MAHKEMENİN KENDİ YARATTIĞI BİR HUKUKLA YÜRÜTÜLMÜŞTÜR
Kobanî Kumpas Davası soruşturma aşaması ne denli hukuk dışı yürütüldüyse kovuşturma aşaması da o denli hukuk dışı usullerle yürütülmüştür. Kovuşturma aşamasının her bir safhası, mahkemenin kendi yarattığı istisnai bir hukukla yürütülmüştür. Yargı tam anlamıyla bu dava özelinde siyasallaşmıştır. Hukuk dünyasında bilinen/ bilinmeyen ne kadar hukuk dışı usul varsa uygulanmıştır. Mahkeme heyeti tarafından tüm duruşmalar adil yargılanma hakkını ihlal edilerek yönetilmiş, savunma hakkı ortadan kaldırılmış, avukatların söz kurması engellenmiştir. Mahkeme başkanı "derin devletin ticari istihbarat ayağı" olarak adlandıran 'Atadedeler' suç örgütünün yöneticisi olmaktan yargılanmış, yargılandığı dava siyasilerden talimat aldığı şüphesini desteklemiş, buna rağmen yaptığı hiçbir işlem iptal edilmemiştir. İktidar ortakları her fırsatta açıklamaları ile mahkeme üzerinde baskı kurmuş, baskı altındaki mahkeme kumpası bir an önce nihayete erdirmek için savunma sürelerinin kısıtlanması, duruşma periyotlarının sıkılaştırılması, kimi siyasetçilerin savunmasını almaktan vazgeçilmesi, henüz savunmalar tamamlanmamışken tanık ve müştekilerin dinlenilmesi, tanıkların mahkeme heyeti tarafından yönlendirilmesi gibi birçok hukuk dışı karar vermiştir. Meclis’te çıkarılan Çözüm Süreci Kanunu’na rağmen, çözüm süreci bu yargılama ile hedef alınmış ve mahkum edilmeye çalışılmıştır.
DAVANIN KUMPAS OLDUĞU AİHM KARARLARI İLE TESCİLLENMİŞTİR
Davanın bir kumpas olduğu AİHM kararları ile de tescillenmiştir. AHİM Büyük Daire, Demirtaş/Türkiye kararında suçlama konusu tweetler uzun uzun değerlendirilmiş ve tweetlerin siyasi söylem sınırları içinde kaldığı, şiddet eylemlerinin nedeni olarak görülemeyeceği, tweetler gerekçe gösterilerek soruşturma yapılamayacağı, dolayısıyla tutuklanma da olamayacağı belirtilerek ihlallerin ortadan kaldırılmasına, Sayın Demirtaş’ın tahliyesine karar vermiştir. En önemlisi de ikinci tutuklamanın, ilk tutuklamanın devamı olduğu belirtilmiştir.

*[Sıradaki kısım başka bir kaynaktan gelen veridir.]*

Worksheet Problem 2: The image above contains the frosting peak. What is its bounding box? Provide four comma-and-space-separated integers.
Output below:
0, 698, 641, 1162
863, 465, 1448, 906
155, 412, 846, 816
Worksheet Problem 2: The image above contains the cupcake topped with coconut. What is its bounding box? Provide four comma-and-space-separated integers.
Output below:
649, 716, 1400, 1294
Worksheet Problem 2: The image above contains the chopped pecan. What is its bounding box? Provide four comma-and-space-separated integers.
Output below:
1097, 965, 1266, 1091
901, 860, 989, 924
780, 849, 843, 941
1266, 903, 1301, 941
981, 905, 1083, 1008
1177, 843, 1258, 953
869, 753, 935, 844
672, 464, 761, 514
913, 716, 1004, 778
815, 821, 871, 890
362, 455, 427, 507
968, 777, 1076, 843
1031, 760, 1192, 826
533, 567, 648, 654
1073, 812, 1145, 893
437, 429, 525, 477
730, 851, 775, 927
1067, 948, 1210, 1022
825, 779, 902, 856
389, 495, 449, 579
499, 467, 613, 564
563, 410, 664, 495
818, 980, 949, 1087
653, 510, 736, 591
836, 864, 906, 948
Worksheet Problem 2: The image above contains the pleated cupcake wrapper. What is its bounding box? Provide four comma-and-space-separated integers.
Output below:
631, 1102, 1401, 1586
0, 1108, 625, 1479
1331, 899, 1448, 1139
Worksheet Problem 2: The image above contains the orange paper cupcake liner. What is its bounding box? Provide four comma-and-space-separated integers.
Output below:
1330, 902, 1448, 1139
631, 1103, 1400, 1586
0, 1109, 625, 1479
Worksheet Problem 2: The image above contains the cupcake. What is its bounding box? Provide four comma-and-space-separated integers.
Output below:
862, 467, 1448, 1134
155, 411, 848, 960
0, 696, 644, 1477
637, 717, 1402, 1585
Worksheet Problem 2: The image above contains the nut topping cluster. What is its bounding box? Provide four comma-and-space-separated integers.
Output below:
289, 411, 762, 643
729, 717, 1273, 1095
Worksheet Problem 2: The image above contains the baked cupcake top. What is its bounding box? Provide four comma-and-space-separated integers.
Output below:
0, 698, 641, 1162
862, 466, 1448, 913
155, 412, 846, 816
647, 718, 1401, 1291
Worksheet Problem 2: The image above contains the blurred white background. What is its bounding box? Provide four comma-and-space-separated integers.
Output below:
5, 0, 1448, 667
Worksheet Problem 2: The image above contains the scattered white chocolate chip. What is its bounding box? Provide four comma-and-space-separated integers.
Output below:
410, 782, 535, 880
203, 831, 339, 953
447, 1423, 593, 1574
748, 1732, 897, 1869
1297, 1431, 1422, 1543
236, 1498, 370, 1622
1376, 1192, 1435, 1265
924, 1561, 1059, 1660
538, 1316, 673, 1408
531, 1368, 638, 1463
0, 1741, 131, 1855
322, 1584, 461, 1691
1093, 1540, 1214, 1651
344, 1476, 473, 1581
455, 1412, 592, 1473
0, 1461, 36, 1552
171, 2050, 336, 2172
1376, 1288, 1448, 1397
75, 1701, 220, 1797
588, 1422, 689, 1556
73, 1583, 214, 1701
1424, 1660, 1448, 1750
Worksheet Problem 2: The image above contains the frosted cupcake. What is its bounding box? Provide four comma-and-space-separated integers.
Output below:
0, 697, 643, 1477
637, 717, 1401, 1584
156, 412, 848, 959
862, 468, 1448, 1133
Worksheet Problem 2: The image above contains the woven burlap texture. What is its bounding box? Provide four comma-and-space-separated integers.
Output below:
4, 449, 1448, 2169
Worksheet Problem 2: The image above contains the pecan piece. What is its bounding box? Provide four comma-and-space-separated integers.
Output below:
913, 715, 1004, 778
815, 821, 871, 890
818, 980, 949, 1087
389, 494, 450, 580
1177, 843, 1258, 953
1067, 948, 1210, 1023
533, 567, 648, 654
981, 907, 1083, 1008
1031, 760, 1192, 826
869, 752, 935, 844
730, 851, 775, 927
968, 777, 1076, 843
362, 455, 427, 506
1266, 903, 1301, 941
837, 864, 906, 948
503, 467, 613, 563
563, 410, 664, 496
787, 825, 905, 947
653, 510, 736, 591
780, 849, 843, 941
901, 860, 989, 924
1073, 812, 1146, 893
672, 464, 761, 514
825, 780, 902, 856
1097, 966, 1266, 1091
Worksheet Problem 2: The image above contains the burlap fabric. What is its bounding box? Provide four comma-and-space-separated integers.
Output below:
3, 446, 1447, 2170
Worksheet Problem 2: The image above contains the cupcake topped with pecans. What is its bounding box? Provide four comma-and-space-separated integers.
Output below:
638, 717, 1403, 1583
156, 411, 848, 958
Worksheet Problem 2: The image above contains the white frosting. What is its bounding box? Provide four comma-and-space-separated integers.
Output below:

Ancak bu karara rağmen yargılamaya devam edilmiş ve bu karardan sonra başta Demirtaş olmak üzere derhal tahliye edilmesi gereken siyasetçiler tahliye edilmemiştir.
BU KUMPASI DA BOŞA ÇIKARACAĞIZ
Gelinen aşamada savunmalar tamamlanmadan hakikatten kopuk bir mütalaa sunulmuş ve HDP’li siyasetçilerin cezalandırılması talep edilmiştir. Meşru olmayan yargılamanın mütalaası da meşru değildir. Bu mütalaa olsa olsa çöktürme planının mütalaası olarak adlandırılabilir. Mütalaadan sonra savunma süresi kısıtlanan arkadaşlarımız savunma yapmak zorunda bırakılmış, seçimden önce 17-18 Mart günlerinde son sözler alınarak dava, kararın açıklanacağı 17 Nisan gününe bırakılmıştır. Nasıl ki bugüne kadar birçok hukuksuzluğa direnip boşa çıkardıysak bu kumpası da boşa çıkaracağız. İktidar blokunun hukuk kumpasını bir kez daha boşa çıkarmak için tüm demokratik kamuoyunu, STK’leri ve siyasi partileri demokratik siyasetten yana saf tutmaya davet ediyoruz.”